Stare insieme, parlare guardandosi negli occhi, abbracciarsi, baciarsi, rimangono le cose più belle che ci siano, quando c'è il desiderio di farlo. Ve lo dice uno che preferisce un folto numero di alberi a un nutrito gruppo di persone... 

Il padre di mia madre morì nel gennaio del 1981. Nonno Peppino mi aveva cresciuto durante i miei primi sei anni di vita perché i miei genitori non potevano badare a me a causa del loro lavoro. Ero il suo nipote preferito e non lo nascondeva per niente. Era nato ad Andria, in provincia di Bari, il 24 settembre 1891, sotto il segno della Bilancia, proprio come me, ed era un uomo massiccio, con gli occhi chiari, il naso e le orecchie enormi, i capelli di un bianco candido, sempre ben pettinati all'indietro con l'immancabile brillantina. Era stato gendarme, prima di partire per la Grande Guerra. A causa di una bomba a mano difettosa che era esplosa non appena tolta la linguetta, aveva perso la mano destra, la vista all'occhio destro e ovviamente l'udito all'orecchio destro. Ma si era salvato! Ed era sopravvissuto anche alla seconda guerra mondiale. Non si sarebbe scomposto granché se ce ne fosse stata una terza, tanto più che si era preparato: in cucina teneva una seconda credenza lunga quattro metri e alta due, colma di pacchi di pasta e di scatolame vario. Probabilmente si era organizzato allo stesso modo anche prima del 1940 perché mia madre, più recentemente, mi aveva confidato che, durante il conflitto, mio nonno smerciava beni di prima necessità al mercato nero. Aveva sposato un'attrice del cinema muto, nonna Serafina, che successivamente però aveva smesso di recitare per questioni pratiche: tredici gravidanze, tutte portate a termine, sei neonati morti e sette figli da crescere. Mia madre era la tredicesima.
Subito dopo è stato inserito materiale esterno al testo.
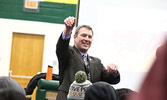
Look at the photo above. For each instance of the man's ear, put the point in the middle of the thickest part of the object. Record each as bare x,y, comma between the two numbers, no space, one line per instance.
75,36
Di nonna Serafina non ho un bel ricordo. Era nata a Roccasecca (FR) nel 1900. Le piaceva raccontarmi favole horror, per farmi addormentare. Tipo quella di un bambino di nome Roberto (tu guarda la coincidenza!), che era sceso a comprare una cesta di mele. Mentre tornava a casa era stato bloccato dall’Uomo Nero che gli aveva leccato tutte le mele, sbavandole, e poi le aveva riposte nella cesta minacciandolo che, se lo avesse riferito ai suoi, sarebbe entrato di soppiatto in casa durante la notte per ammazzare tutta la sua famiglia. Una volta rientrato, il ragazzino, impaurito, non poté fare a meno di raccontare tutto alla mamma, decretando in questo modo il loro ineluttabile destino. A quel punto la favola si faceva ricca di particolari degni di Dario Argento: il buio fitto, lo scricchiolio delle scale di legno sotto i piedi del cattivo che saliva in casa per uccidere tutti, la voce di mia nonna che si faceva gutturale per imitare quella del mostro: “Robertooooo, sto arrivandoooo”, l'inutile tentativo del bimbo di destare i suoi genitori da un sonno incredibilmente profondo e infine la strage annunciata, a conclusione della storia. Alla faccia della favola della buonanotte. E chi dormiva più!

I miei genitori non me le hanno mai raccontate, le favole della buonanotte. Meglio così.